Developing a Learning Culture and Learning-Centered Climate

18 Sep

3 Resources

Cultures of Learning

1. What is a culture of learning? The short answer, posted by an Edutopia blogger, is this:

a culture of learning is a collection of thinking habits, beliefs about self, and collaborative workflows that result in sustained critical learning.

2. Rethinking our default definitions of learning is a crucial first step for thinking developing course, college, campus and/or community cultures of learning. In this, UK scholar Frank Coffield notes an important first set in developing a learning-centered culture or classroom as moving from a learning-as-acquisition metaphor in which a teacher delivers facts and skills that a student will receive and apply, to a learning-as-participation metaphor that works toward engaging learners with peers and teachers in working with course materials and activities such that learners develop “significant changes in capability, understanding, knowledge, practices, attitudes or values [as] individuals, groups, organisations or society.” 

3. A “Development of Learning Cultures” document, created by teachers within Scotland’s colleges, first engaged me in thinking about creating learning-centered rather than student-centered classrooms, and about fostering learning-oriented classroom communities. In setting up a framework for the learning culture I would seek to foster in my own classroom, the10 principles that shape this document were inspirational, especially the ones reminding me to structure learning to build learners’ skills in constructing meaning and deepening knowledge over time, and to share with learners why they are working together as a central part of learning in and beyond the classroom.

2 Examples

How might teachers shape learning conversations with students?

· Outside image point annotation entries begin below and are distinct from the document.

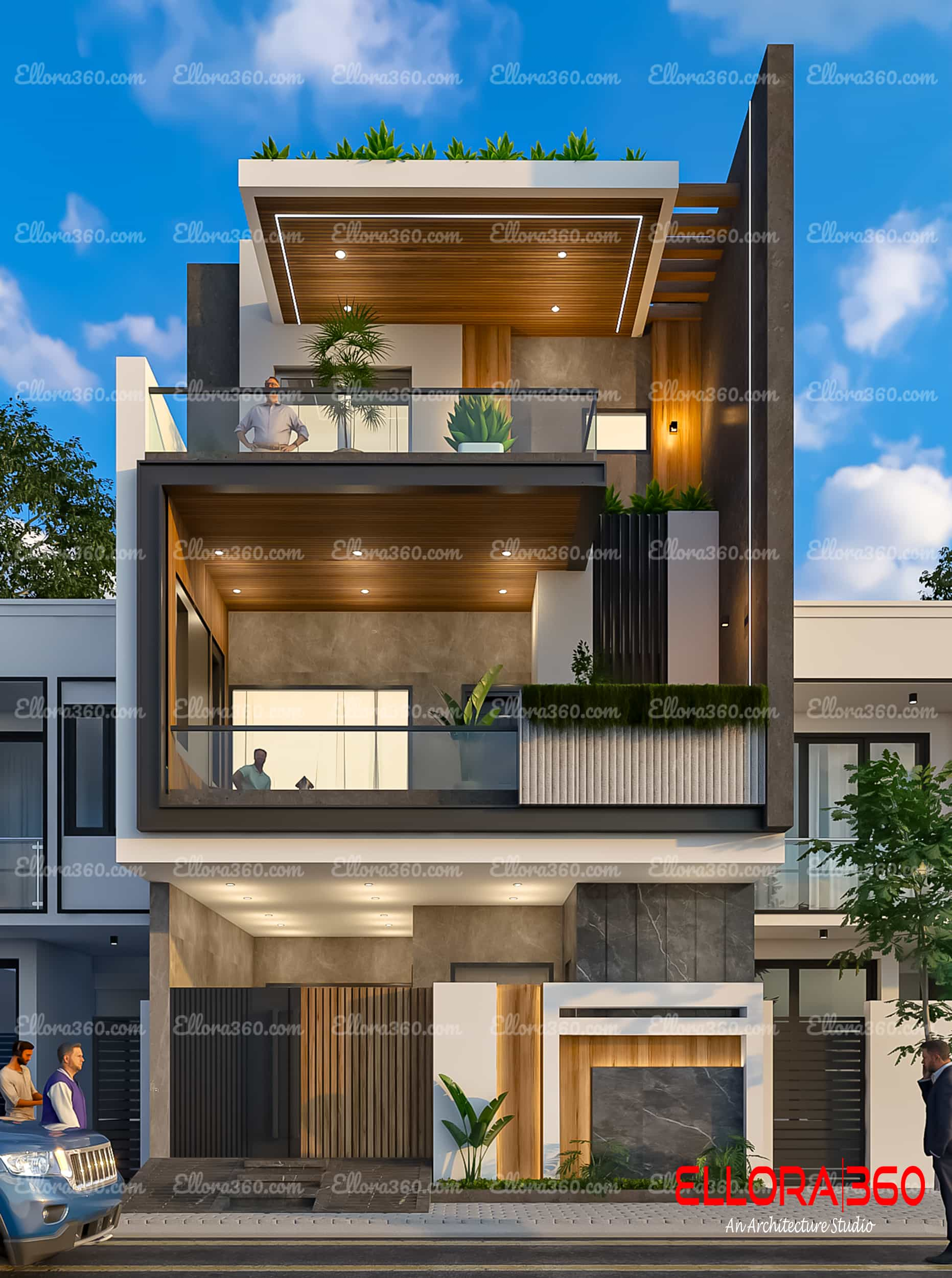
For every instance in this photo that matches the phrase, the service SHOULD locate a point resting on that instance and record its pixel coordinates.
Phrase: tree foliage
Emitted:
(901, 864)
(58, 517)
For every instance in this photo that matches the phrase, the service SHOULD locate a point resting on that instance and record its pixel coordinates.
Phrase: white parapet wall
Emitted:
(575, 765)
(895, 1110)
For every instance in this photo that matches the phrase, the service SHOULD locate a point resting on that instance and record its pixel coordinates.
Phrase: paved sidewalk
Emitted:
(552, 1221)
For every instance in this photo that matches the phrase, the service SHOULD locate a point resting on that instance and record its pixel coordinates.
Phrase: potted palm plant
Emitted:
(344, 351)
(480, 423)
(471, 719)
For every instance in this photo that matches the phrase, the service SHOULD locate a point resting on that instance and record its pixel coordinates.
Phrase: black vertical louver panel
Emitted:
(631, 599)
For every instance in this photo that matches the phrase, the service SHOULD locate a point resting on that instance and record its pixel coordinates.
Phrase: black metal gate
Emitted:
(820, 1085)
(115, 1085)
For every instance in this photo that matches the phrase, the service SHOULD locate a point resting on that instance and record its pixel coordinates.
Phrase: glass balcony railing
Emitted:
(343, 767)
(22, 871)
(803, 883)
(467, 422)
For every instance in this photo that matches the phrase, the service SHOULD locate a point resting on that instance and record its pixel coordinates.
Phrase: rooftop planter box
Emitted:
(651, 744)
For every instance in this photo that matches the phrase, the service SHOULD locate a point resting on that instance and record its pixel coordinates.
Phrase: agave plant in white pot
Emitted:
(344, 352)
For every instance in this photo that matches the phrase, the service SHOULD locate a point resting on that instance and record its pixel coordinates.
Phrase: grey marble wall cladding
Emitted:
(655, 932)
(665, 1117)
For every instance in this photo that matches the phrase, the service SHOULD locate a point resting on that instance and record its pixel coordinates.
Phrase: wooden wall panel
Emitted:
(578, 1055)
(487, 354)
(677, 398)
(366, 1071)
(519, 1072)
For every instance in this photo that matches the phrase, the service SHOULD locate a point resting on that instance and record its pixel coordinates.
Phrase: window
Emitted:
(619, 432)
(88, 768)
(22, 794)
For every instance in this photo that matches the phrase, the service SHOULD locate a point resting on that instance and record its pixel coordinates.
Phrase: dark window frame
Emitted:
(71, 826)
(42, 738)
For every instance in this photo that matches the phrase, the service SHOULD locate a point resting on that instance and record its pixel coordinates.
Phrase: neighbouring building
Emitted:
(563, 903)
(73, 923)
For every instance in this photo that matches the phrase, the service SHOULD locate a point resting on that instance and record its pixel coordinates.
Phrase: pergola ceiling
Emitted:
(485, 261)
(423, 550)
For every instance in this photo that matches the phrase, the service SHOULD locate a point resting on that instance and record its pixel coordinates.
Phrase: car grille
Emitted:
(92, 1167)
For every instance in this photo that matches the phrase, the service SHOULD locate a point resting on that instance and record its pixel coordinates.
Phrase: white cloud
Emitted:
(900, 277)
(80, 219)
(822, 412)
(840, 26)
(881, 526)
(32, 359)
(142, 331)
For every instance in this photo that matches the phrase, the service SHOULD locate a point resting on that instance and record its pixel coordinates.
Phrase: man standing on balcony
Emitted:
(936, 1087)
(253, 776)
(267, 427)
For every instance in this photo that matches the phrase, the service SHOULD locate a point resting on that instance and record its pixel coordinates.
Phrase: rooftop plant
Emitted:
(380, 145)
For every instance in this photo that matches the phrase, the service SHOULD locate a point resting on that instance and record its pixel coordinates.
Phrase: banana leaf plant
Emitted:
(478, 1131)
(471, 715)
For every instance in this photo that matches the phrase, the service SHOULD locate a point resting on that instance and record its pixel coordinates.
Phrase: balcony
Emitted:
(803, 885)
(344, 766)
(482, 425)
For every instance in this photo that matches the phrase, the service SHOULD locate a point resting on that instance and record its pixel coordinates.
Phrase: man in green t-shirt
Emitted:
(253, 776)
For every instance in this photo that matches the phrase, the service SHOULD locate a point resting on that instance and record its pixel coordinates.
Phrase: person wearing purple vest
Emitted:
(63, 1097)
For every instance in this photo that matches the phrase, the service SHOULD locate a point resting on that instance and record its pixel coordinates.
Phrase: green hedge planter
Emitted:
(662, 706)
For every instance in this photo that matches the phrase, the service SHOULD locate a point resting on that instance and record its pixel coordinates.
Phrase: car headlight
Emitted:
(34, 1162)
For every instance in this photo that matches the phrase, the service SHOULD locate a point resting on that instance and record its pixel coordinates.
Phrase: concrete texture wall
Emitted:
(430, 651)
(619, 369)
(444, 934)
(333, 960)
(754, 445)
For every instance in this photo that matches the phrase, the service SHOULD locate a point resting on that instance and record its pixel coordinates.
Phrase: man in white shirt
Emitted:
(267, 427)
(21, 1097)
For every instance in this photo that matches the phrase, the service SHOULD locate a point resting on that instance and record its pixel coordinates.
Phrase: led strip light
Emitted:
(456, 218)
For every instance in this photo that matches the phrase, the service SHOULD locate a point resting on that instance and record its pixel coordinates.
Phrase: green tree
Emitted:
(57, 519)
(901, 860)
(938, 583)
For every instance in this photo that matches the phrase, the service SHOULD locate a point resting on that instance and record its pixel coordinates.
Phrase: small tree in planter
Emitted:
(344, 351)
(478, 1131)
(478, 423)
(901, 857)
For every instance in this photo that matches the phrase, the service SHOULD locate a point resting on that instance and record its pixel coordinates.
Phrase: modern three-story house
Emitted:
(539, 893)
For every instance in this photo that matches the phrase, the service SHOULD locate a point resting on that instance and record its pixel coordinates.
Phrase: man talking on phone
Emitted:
(936, 1087)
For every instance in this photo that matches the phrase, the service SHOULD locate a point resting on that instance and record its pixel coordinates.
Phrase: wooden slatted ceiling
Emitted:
(500, 267)
(425, 550)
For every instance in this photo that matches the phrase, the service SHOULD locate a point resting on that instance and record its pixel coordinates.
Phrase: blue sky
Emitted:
(144, 160)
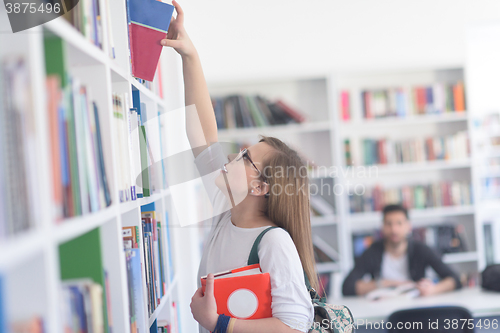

1. I regularly share Coffield’s definition of learning with students; in both graduate and undergraduate courses, I assign an education blogger’s Students or Learners? matrix as an active reading assignment as preparation for an inclass or online discussion. With the Mode of Operation (below, from the 8-item matrix) as an example, I am reminded as a teacher to plan for learning, and to talk with the people enrolled in the course about strategies for generally engaging as learners with the course, and more specifically about why particular learning practices will (or will not) support them in doing the work required for engagement with course activities and assignments.

Mode of Operation Student: Compliant, group-disciplined, objective-oriented, and trainable Learner: Persevering, self-disciplined, group-, goal-and product-oriented, resourceful, and learning in order to produce and accomplish rather than simply achieving learning.

If you’d like to see how one teacher shapes an early-in-the-semester classroom conversation about learning, please check the video demonstration (below) created by a St. Catherine University professor for use in our Preparing Future Faculty classrooms (where students create scripts for learning conversations they can share with students at different points in the semester).

How might teachers attend to classroom community throughout the semester?

2. Because a sense of community is foundational to developing and sustaining a culture of learning in which students are supported to interact and collaborate, to build knowledge and acknowledge dissent, as well as to access and create learning resources, the Disability Resource Center created a “Creating Community in the Classroom” resource to provide ideas and further resources for instructors. If learners in your course have joined you in a classroom climate conversation, you might return to the conversation via this resources for a early midterm review of how things are going – what is working, what could work better. If you’ve not yet had that conversation with learners, these early weeks of a semester work for a conversation based on improving/extending current classroom community practices.

1 Activity

1. Learning requires change – in knowledge, in study skills/techniques/strategies, in interpersonal communication/interactions, and in understanding of one’s own beliefs about learning and learners. In this, learning requires agents – learners – to take new actions as part of entering into new learning context (whether moving from high school to college, or from new to a field to becoming a practitioner in a field).  As part of creating a learning culture and maintaining a community among learners in a course, it becomes necessary to talk with about learning, and to engage learners in setting and meeting personalised learning-to-learn goals.  My go-to activity for this – once we’ve begun that conversation about learning and explored examples of effective learning practices within a particular course – is to ask students to complete some version of a 3 – 2 – 1 activity or a minute paper, making use of stem questions, such as the ones below, that ask students to reflect on ways they’ll need to stretch – develop new practices, consider new approaches, expand ways of thinking – to meet new learning roles and learner responsibilities, and to one way they can share their strengths with other learners.

  • List 2 ways you will need to “stretch” to meet learning roles and/or learner responsibilities that we discussed earlier today in class; then, list 1 learning “strength” you bring to the learning work of this course. 
  • Describe how you might go about seeking support for one of your particular stretches – perhaps by making use of campus online and people resources, course supports noted in the syllabus, formal or informal interactions with course peers, and/or personal  networks beyond this campus.
  • What learning question or concern would you like me to address at this point? Please share that with me as the closing comment here.